Thursday, September 10, 2015

Life Imitates Art: "The March" (BBC-TV, 1990)



Media coverage of the current "migrant crisis" in Europe is eerily reminiscent of The March, a 1990 BBC-TV docudrama directed by David Wheatley, written by William Nicholson, and starring Juliet Stevenson. The film aired on BBC One, Britain's main channel, during what they called "One World Week," and was reportedly broadcast in 20 countries simultaneously to draw attention to the dangers of global warming, as it was then called, and the North-South Divide.

The TV plot is simple and straightforward, based upon Ghandi's 1930 "Salt March" to protest British colonial rule in India. It recalls as well as Jean Raspail's dystopian 1973 French novel about an Indian invasion of the French Riviera, The Camp of the Saints. In The March, 250,000 African migrants march from the Sudan to Europe to demand entry to their Promised Land.

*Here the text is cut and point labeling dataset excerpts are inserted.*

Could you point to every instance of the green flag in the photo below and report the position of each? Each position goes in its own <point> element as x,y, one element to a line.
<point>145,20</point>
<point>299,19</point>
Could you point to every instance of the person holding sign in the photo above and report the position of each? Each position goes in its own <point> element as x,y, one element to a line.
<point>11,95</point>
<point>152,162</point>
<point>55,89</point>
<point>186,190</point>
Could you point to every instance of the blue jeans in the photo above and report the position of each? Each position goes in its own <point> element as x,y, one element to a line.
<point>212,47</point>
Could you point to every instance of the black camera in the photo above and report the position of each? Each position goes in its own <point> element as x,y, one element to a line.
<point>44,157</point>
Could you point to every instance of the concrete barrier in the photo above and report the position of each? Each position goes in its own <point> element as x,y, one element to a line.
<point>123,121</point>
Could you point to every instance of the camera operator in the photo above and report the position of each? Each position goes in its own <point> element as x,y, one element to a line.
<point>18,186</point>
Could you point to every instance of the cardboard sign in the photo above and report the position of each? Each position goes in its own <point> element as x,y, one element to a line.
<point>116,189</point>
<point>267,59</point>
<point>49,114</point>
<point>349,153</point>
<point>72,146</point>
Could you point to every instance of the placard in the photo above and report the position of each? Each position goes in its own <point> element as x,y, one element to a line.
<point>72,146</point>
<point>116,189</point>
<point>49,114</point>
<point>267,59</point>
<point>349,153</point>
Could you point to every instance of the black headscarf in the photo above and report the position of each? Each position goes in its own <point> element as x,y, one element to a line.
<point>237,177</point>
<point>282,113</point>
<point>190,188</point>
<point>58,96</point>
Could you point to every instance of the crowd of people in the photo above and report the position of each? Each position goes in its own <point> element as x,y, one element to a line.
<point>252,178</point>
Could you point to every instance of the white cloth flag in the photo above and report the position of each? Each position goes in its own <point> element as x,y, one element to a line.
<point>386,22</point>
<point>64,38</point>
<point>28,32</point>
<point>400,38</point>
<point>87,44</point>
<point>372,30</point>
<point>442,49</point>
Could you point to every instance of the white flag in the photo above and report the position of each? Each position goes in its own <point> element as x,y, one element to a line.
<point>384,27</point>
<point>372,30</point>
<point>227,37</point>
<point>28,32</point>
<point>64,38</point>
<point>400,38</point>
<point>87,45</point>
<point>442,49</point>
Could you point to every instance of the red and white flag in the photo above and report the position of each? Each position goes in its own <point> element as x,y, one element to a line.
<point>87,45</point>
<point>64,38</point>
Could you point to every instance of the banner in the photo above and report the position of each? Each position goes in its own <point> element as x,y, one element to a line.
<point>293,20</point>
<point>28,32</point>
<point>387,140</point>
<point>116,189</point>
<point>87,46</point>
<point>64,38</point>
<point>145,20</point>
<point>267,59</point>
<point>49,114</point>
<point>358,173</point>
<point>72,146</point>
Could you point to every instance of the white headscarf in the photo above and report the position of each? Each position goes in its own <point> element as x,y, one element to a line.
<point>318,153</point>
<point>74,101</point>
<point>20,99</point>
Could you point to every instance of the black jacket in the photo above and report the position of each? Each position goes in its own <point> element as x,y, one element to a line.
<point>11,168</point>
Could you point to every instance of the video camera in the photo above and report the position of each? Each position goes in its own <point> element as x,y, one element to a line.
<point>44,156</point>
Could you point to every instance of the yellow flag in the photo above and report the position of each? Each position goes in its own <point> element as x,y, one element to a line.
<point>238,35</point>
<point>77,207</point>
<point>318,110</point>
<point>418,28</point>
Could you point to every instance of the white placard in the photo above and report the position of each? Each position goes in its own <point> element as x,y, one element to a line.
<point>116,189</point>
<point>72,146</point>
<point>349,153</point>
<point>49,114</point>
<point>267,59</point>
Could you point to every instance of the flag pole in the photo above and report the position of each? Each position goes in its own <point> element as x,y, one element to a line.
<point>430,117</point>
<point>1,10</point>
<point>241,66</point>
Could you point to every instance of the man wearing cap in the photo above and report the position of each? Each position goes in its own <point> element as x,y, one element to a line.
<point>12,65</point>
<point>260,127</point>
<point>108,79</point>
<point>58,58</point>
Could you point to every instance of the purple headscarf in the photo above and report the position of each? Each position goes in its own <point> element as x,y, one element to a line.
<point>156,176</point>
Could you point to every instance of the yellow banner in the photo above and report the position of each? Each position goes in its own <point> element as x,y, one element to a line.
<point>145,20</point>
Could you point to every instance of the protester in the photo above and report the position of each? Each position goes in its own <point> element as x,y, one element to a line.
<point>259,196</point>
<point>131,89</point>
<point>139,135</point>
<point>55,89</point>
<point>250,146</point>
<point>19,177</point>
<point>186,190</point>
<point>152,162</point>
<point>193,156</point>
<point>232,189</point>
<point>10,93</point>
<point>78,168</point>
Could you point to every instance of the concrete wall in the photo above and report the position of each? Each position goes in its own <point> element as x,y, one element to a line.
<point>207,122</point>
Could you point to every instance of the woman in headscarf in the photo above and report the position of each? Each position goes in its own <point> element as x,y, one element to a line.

At the time of production, the BBC filmmakers denied any connection to their French precursor, as well they might. For while the plot is similar, the attitude is not.

Raspail's novel is thematically xenophobic, racist, and nationalistic, a Custer's Last Stand type of depiction of French Civilization under assault from barbarian masses--presumably influenced by the traumatic episodes of May 1968.

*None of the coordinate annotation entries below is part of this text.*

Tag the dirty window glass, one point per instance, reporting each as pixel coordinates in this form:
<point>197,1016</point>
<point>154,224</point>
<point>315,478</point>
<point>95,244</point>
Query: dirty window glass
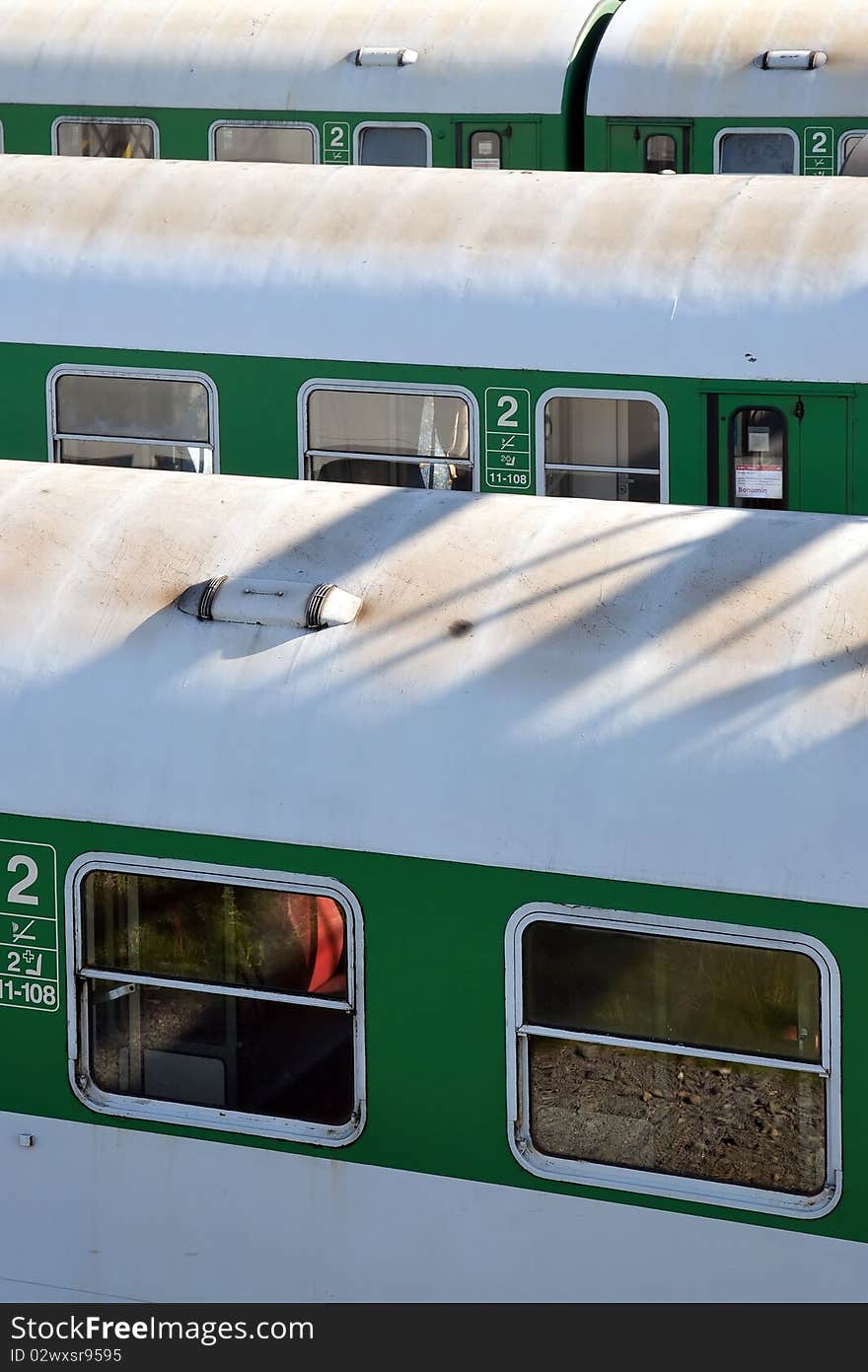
<point>772,154</point>
<point>485,151</point>
<point>133,421</point>
<point>105,139</point>
<point>262,143</point>
<point>390,439</point>
<point>394,147</point>
<point>660,153</point>
<point>602,448</point>
<point>266,1027</point>
<point>696,1058</point>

On the other hand, this BBC 1990 docudrama was clearly made to promote increased spending on  international aid, with the ultimate goal of a "world without borders."

In "The March," the mob of 250,000 migrants from Africa, led by "Isa el-Mahdi" (Malick Bowens) are the heroes of the story, for demanding that rich Europeans share their wealth with the people of the Third World.

The message of the Mahdi is calculated to tug at the guilty heartstrings of progressive Europeans: "We are poor because you are rich."

Unlike Raspail, who portrayed Europe engulfed and destroyed by a wave of impoverished humanity, Wheatley and Nicholson made their protagonist an Irish EU commissioner of international development, Clare Fitzgerald (Juliet Stevenson), who helps the marchers to reach the Gibraltar shores (or perhaps beaches in Spain) from Algeria, on live TV, to teach Imperialists a lesson. With deference to another Irish celebrity, Oscar Wilde, it seems Samantha Power was played on TV by Juliet Stevenson in 1990, before there was a Samantha Power.

Clare Fitzgerald concludes the movie by declaring that Europe may not yet ready to admit all the people of the Third World, but someday, perhaps, they will be.

That day appears to have come. Given the reporting on recent events in Europe, The March seems truly prophetic, providing insight into the mentality of the governing European elite...for now in 2015, European Commissioners--depicted critically in the The March as resistant to sharing their wealth with the Third World--appear to have come down categorically against Raspail's Eurocentric attitude in his 1973 Camp of the Saints.

Instead, by admitting hundreds of thousands of marching migrants, they are making their stand on the side of Nicholson, Wheatley and the BBC in 1990.